The country is considering several options for provider payment reform that will help achieve universal health care. Population-based interventions will be primarily offered by the government. As such, provider payment mechanism for these interventions will include salary and capitation. Philhealth considers primary health care capitation to promote integrated care through the service delivery network; thus, ensuring efficiency resulting to better health outcomes and financial protection. Moreover, funds in provincial and city-wide service networks for both population- and individual-based interventions will be pooled into a special health fund intended for health services. Sources for this fund include grants and subsidies from the national government, income from Philhealth payments, and other financial grants or donations.
For individual-based interventions, several payers are likely to use various payment mechanisms. The country’s social health insurance (SHI) will continue to use case rate payment system and capitation while transitioning to diagnosis related groups (DRG) for contracted networks and apex hospitals.
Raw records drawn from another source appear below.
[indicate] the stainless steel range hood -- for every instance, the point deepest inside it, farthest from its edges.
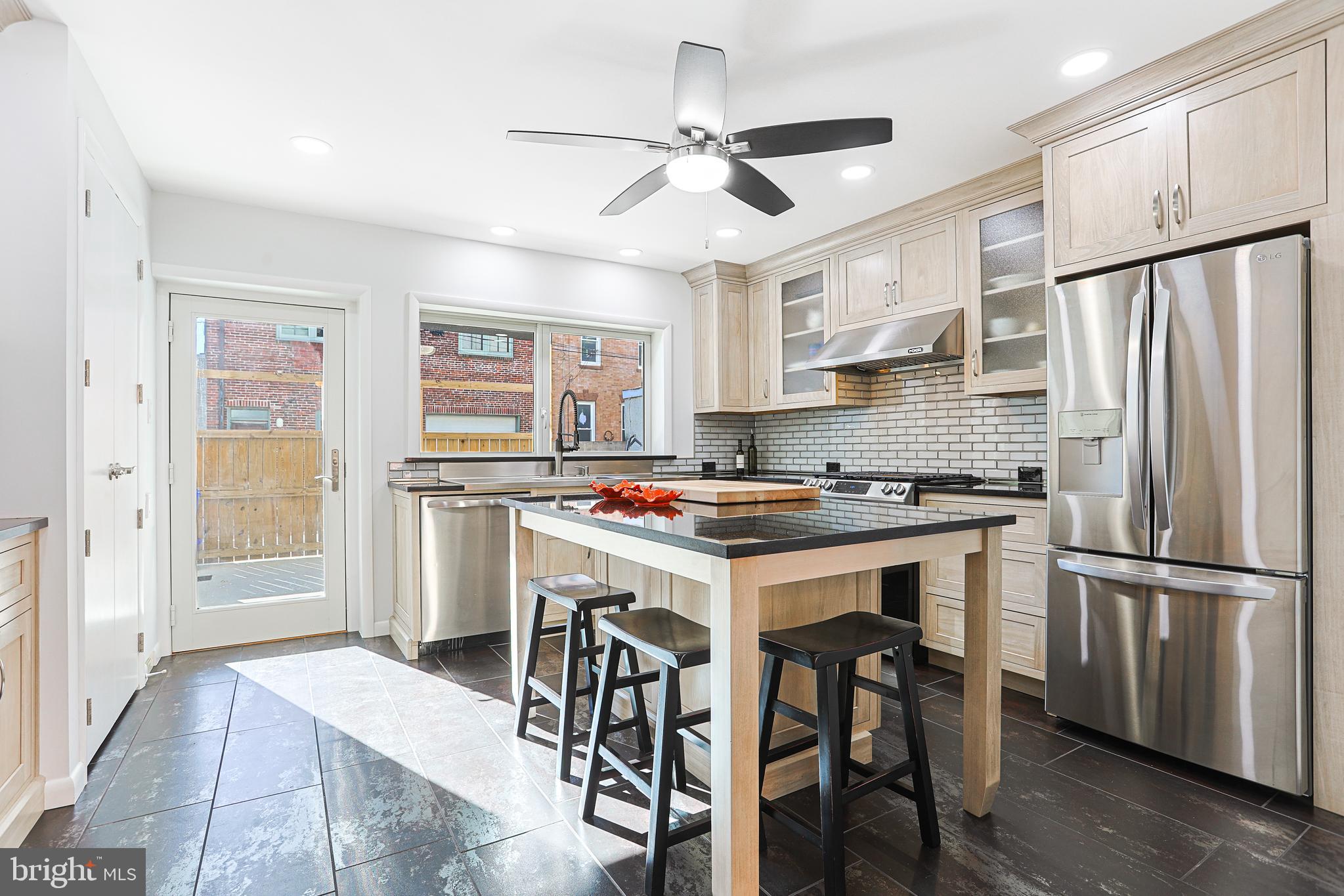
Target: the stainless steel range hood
(929, 340)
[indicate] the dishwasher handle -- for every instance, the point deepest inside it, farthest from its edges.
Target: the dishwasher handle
(458, 504)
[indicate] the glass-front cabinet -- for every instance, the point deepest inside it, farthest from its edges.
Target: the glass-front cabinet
(1007, 296)
(802, 304)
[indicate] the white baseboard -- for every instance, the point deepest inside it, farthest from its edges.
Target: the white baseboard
(378, 630)
(64, 792)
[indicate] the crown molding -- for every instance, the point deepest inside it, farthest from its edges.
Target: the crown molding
(1215, 54)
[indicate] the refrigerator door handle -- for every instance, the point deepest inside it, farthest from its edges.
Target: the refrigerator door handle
(1148, 580)
(1135, 449)
(1159, 413)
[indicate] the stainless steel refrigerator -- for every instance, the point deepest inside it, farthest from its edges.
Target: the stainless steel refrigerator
(1178, 586)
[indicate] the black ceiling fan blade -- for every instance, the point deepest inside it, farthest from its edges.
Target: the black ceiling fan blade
(754, 188)
(594, 141)
(639, 191)
(806, 137)
(699, 89)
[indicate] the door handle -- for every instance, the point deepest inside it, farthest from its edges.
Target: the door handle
(1174, 584)
(1158, 412)
(1135, 448)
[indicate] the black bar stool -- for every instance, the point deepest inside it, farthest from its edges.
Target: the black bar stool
(833, 649)
(678, 644)
(580, 595)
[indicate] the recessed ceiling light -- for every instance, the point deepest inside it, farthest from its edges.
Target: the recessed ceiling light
(311, 146)
(1085, 64)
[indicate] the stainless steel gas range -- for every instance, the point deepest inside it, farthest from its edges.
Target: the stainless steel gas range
(883, 485)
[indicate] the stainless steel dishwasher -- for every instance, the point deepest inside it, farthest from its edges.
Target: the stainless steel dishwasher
(464, 566)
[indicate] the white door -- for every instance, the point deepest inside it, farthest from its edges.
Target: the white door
(257, 489)
(109, 327)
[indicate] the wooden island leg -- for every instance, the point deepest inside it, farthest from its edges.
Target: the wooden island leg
(521, 543)
(980, 730)
(734, 692)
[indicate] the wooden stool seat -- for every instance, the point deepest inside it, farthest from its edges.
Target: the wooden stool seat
(839, 639)
(578, 591)
(678, 644)
(668, 637)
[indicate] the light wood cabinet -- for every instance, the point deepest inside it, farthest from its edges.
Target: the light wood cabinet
(910, 273)
(1237, 151)
(1108, 188)
(20, 785)
(1005, 285)
(942, 585)
(1250, 146)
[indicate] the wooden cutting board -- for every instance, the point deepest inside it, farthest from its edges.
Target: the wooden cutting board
(735, 492)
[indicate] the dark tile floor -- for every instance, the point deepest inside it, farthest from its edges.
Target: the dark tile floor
(328, 765)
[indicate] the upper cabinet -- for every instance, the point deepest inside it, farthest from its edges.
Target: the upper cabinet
(909, 273)
(1006, 295)
(1234, 152)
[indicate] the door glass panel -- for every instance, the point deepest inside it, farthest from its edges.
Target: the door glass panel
(1012, 289)
(607, 377)
(259, 409)
(803, 320)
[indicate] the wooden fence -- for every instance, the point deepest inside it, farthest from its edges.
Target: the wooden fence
(255, 495)
(487, 442)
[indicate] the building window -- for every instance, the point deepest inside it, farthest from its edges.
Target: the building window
(471, 423)
(590, 351)
(299, 333)
(249, 418)
(586, 414)
(485, 344)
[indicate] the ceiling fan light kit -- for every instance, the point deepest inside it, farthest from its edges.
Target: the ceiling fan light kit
(701, 158)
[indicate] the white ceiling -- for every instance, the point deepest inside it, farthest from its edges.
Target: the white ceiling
(416, 97)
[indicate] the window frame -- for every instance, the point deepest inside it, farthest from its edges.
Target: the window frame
(540, 330)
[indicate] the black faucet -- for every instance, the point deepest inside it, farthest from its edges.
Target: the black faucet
(561, 445)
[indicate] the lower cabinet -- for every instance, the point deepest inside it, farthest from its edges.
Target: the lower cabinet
(942, 608)
(20, 785)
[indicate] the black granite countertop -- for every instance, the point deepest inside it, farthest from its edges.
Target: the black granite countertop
(1003, 489)
(745, 531)
(11, 527)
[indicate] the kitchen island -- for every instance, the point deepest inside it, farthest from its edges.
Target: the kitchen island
(739, 568)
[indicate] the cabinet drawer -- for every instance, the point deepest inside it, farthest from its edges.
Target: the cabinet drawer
(1030, 527)
(1023, 578)
(1023, 640)
(16, 574)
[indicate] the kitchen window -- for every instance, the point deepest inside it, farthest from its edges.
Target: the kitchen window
(491, 385)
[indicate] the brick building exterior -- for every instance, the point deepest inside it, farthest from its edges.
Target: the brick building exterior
(290, 393)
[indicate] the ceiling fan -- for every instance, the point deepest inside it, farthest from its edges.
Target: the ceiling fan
(701, 158)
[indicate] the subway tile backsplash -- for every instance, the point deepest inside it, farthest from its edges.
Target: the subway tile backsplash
(922, 423)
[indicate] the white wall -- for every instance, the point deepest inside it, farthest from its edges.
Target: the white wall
(246, 245)
(47, 101)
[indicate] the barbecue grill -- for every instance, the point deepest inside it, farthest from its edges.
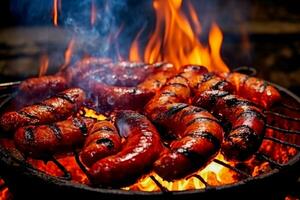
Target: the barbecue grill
(272, 172)
(24, 180)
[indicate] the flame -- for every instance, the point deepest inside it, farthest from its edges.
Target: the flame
(175, 41)
(93, 13)
(68, 53)
(44, 64)
(214, 174)
(56, 5)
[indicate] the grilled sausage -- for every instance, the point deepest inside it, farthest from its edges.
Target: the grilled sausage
(103, 140)
(74, 72)
(247, 122)
(198, 134)
(253, 89)
(45, 140)
(136, 157)
(56, 108)
(204, 80)
(41, 87)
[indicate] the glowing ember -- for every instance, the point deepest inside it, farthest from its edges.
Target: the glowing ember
(174, 40)
(44, 64)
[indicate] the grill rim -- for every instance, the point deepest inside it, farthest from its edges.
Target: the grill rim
(22, 168)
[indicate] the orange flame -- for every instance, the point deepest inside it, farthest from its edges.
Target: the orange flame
(93, 13)
(44, 64)
(56, 4)
(175, 41)
(68, 53)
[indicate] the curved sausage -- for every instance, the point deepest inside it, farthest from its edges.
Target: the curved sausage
(198, 134)
(253, 89)
(103, 140)
(136, 157)
(56, 108)
(45, 140)
(247, 122)
(199, 137)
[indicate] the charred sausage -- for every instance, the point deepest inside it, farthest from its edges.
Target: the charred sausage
(103, 140)
(45, 140)
(199, 136)
(136, 157)
(56, 108)
(253, 89)
(247, 122)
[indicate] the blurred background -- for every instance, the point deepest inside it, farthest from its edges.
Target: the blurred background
(258, 33)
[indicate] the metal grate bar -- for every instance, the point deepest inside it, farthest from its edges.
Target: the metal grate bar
(161, 187)
(283, 130)
(282, 142)
(80, 164)
(200, 178)
(232, 168)
(271, 161)
(9, 84)
(247, 70)
(290, 107)
(67, 174)
(282, 115)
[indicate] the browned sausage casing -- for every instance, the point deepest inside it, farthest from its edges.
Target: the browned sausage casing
(103, 140)
(45, 140)
(198, 133)
(136, 157)
(254, 89)
(247, 122)
(199, 136)
(56, 108)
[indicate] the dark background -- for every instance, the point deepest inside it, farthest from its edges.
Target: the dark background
(261, 34)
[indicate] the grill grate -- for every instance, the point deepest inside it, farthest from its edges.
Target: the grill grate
(7, 90)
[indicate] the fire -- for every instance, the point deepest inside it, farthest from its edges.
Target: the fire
(68, 53)
(44, 64)
(175, 41)
(93, 13)
(214, 174)
(56, 4)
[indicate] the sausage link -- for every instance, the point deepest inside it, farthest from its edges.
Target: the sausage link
(45, 140)
(253, 89)
(103, 140)
(199, 137)
(136, 157)
(247, 122)
(56, 108)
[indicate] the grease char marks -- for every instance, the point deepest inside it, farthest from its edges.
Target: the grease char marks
(200, 79)
(254, 89)
(45, 140)
(247, 120)
(136, 156)
(50, 110)
(103, 140)
(199, 136)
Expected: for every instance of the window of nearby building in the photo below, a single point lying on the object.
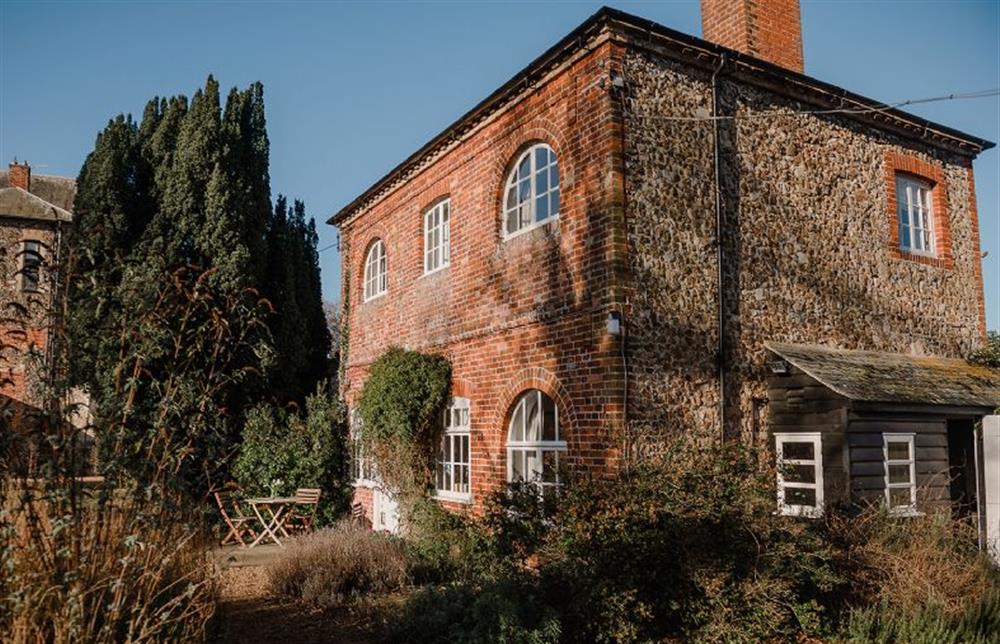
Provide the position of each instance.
(900, 473)
(451, 467)
(534, 441)
(800, 474)
(362, 470)
(914, 213)
(31, 265)
(531, 194)
(437, 237)
(376, 271)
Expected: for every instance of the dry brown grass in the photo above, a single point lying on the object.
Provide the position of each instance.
(90, 572)
(914, 562)
(336, 564)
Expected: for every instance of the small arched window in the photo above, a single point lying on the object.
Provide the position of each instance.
(531, 194)
(376, 271)
(534, 441)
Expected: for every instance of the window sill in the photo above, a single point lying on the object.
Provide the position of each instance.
(533, 226)
(452, 497)
(927, 259)
(439, 269)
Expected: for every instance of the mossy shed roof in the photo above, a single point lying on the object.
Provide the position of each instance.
(874, 376)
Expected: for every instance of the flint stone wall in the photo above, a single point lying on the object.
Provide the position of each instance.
(806, 239)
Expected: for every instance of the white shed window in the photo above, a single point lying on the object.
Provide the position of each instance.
(531, 195)
(913, 206)
(900, 473)
(535, 442)
(800, 474)
(437, 237)
(376, 271)
(451, 468)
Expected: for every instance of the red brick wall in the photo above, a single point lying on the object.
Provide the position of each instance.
(767, 29)
(510, 315)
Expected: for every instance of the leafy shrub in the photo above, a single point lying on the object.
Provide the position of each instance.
(338, 564)
(283, 451)
(977, 623)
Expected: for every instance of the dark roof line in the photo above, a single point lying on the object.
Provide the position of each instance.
(572, 42)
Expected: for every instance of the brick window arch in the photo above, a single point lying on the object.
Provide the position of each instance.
(918, 211)
(531, 191)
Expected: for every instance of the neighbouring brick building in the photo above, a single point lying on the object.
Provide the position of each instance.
(35, 211)
(603, 277)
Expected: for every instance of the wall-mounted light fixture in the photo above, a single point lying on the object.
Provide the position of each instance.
(614, 323)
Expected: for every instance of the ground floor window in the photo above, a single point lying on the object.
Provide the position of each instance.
(535, 443)
(900, 473)
(800, 474)
(452, 465)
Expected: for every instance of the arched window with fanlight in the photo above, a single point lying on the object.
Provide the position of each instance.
(535, 443)
(531, 194)
(376, 271)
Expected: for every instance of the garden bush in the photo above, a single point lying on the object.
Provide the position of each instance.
(283, 450)
(339, 564)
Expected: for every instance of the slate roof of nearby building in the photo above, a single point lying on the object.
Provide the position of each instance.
(58, 191)
(893, 377)
(697, 52)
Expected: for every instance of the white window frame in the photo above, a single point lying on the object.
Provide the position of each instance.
(376, 271)
(910, 440)
(816, 462)
(525, 208)
(915, 214)
(522, 448)
(362, 469)
(455, 429)
(437, 237)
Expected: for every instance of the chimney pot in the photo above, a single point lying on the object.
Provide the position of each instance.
(19, 175)
(767, 29)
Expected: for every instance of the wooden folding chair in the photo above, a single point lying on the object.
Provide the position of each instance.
(240, 525)
(300, 516)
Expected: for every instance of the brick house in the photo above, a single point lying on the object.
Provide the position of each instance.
(35, 211)
(603, 277)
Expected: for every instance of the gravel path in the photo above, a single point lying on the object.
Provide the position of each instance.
(250, 614)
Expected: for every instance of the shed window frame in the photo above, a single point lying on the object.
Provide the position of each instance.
(453, 461)
(816, 462)
(376, 271)
(909, 439)
(31, 266)
(437, 237)
(525, 188)
(915, 214)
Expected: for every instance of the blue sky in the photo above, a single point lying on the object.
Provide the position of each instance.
(354, 88)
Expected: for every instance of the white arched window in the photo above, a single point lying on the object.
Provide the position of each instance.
(376, 271)
(534, 441)
(531, 195)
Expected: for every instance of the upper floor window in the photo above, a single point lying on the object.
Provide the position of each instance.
(31, 266)
(535, 441)
(451, 467)
(531, 195)
(376, 271)
(437, 237)
(800, 474)
(914, 213)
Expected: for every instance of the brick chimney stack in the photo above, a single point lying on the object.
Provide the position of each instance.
(20, 175)
(767, 29)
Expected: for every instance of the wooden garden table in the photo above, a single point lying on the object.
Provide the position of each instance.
(275, 508)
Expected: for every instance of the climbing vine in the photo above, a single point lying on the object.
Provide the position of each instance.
(398, 404)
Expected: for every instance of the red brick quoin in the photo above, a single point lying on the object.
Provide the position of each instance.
(896, 163)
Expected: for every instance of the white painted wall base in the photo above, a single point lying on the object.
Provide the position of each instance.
(991, 476)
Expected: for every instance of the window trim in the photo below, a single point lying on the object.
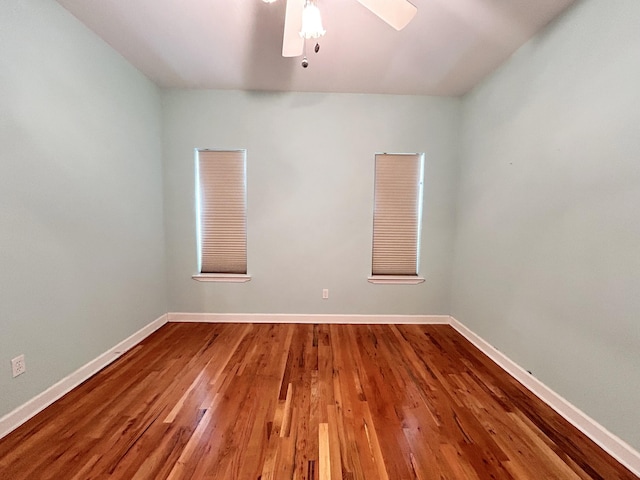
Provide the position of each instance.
(401, 279)
(239, 277)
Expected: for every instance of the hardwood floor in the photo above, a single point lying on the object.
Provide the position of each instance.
(281, 401)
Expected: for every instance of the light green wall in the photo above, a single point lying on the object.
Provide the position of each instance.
(310, 161)
(547, 259)
(81, 233)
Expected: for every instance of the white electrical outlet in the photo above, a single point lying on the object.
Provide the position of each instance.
(18, 366)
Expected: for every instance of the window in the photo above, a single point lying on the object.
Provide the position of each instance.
(221, 215)
(397, 218)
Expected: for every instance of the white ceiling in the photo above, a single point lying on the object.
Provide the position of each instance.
(236, 44)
Private companies, such as HMOs and PHIs, will likely continue to offer case rate payment and/or fee for service payment for their customers.
The diagram sends us a message that various provider payment mechanisms will continue to exist in the country’s health care system. Emphasis is placed, however, on the current movement towards using performance-driven, prospective payments based on DRGs. At the end of it all, “mixing” of provider payment mechanisms can be complementary or compensatory. It is promising how incentives will come into play when these mechanisms align themselves during the implementation of the UHC law.